District Attorney Cyrus R. Vance, Jr. spent last Saturday night watching a basketball game, but not because he had scored Knicks tickets, or because his kids were playing – he was in the East Village, and none of the 12- to 19-year-olds on the court were his own.
“It’s a crime-fighting strategy,” he explained at the Boys and Girls Republic Gym at Henry Street Settlement. “I’d rather be in the back row of the gym watching a basketball game than in the back row of a courtroom watching a kid in trouble.”
In January, Mr. Vance’s office, along with the police department’s Police Athletic League and the Drug Enforcement Administration, launched an eight-week basketball training program that concluded with a tournament last weekend.
Drill and Play is funded by the D.E.A., with money seized during drug investigations. It’s been so successful that a second round of training will begin at Henry Street Settlement on March 2. The D.A.’s office hopes to see an uptick in participation, in part because of the Jeremy Lin phenomenon, and also because kids are telling their friends about it.
Later this year, the D.A. plans to expand the program to West Harlem and Washington Heights, and it may feature other sports, like baseball.

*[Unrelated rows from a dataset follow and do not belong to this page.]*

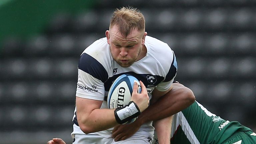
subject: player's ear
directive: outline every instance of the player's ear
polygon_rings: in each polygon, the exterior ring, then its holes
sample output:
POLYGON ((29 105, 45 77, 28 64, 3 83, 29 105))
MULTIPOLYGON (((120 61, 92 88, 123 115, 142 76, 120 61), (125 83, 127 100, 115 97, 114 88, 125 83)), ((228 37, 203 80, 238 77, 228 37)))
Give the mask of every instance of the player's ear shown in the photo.
POLYGON ((145 37, 146 37, 146 36, 147 35, 147 32, 144 32, 143 36, 142 37, 142 42, 141 43, 141 45, 144 45, 144 44, 145 43, 145 37))
POLYGON ((106 31, 106 37, 107 37, 107 40, 108 42, 108 44, 110 44, 109 39, 110 38, 110 36, 109 34, 109 31, 108 30, 106 31))

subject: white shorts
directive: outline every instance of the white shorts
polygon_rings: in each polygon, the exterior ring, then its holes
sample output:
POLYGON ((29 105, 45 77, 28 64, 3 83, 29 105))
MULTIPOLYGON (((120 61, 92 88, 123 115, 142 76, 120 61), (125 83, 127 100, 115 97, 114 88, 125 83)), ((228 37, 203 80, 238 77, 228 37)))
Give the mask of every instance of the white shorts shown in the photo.
POLYGON ((75 134, 73 144, 152 144, 153 136, 144 131, 138 131, 125 140, 115 142, 111 138, 106 138, 95 133, 75 134))

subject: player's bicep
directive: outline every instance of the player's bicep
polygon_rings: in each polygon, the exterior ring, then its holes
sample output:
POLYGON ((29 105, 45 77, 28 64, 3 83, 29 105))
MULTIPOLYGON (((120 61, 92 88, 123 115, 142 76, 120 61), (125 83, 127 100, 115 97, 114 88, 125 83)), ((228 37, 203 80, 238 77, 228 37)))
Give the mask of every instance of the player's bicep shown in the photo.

Jeffry Solomon, a counselor at another recently launched youth-hoops program, the Teen Impact Center at Campos Plaza, said, “Things like this are definitely positive.” He added that the Teen Impact Center, which also includes workshops and discussion groups about topics such as job skills and responsibility, has been a success, and has helped stabilize the Campos Plaza Community Center’s after-school program for younger children.
Mr. Solomon stressed that there has been a need for such initiatives in the East Village since popular youth programs at Pitt Street Boy’s Club and at Mary Help of Christians Youth Center were discontinued. While the basketball programs have had an “undeniable impact,” he said, they are by no means a cure-all or a quick fix.
On Saturday night as the teams warmed up, N.Y.P.D. Assistant Commissioner Kevin O’Connor spoke to the players and their parents about the need for programs like Drill and Play.
“Beefs are going on out there,” he said. “We have to bury those beefs. Come down and play ball and settle it on the courts. If you can play ball together, you can live together.”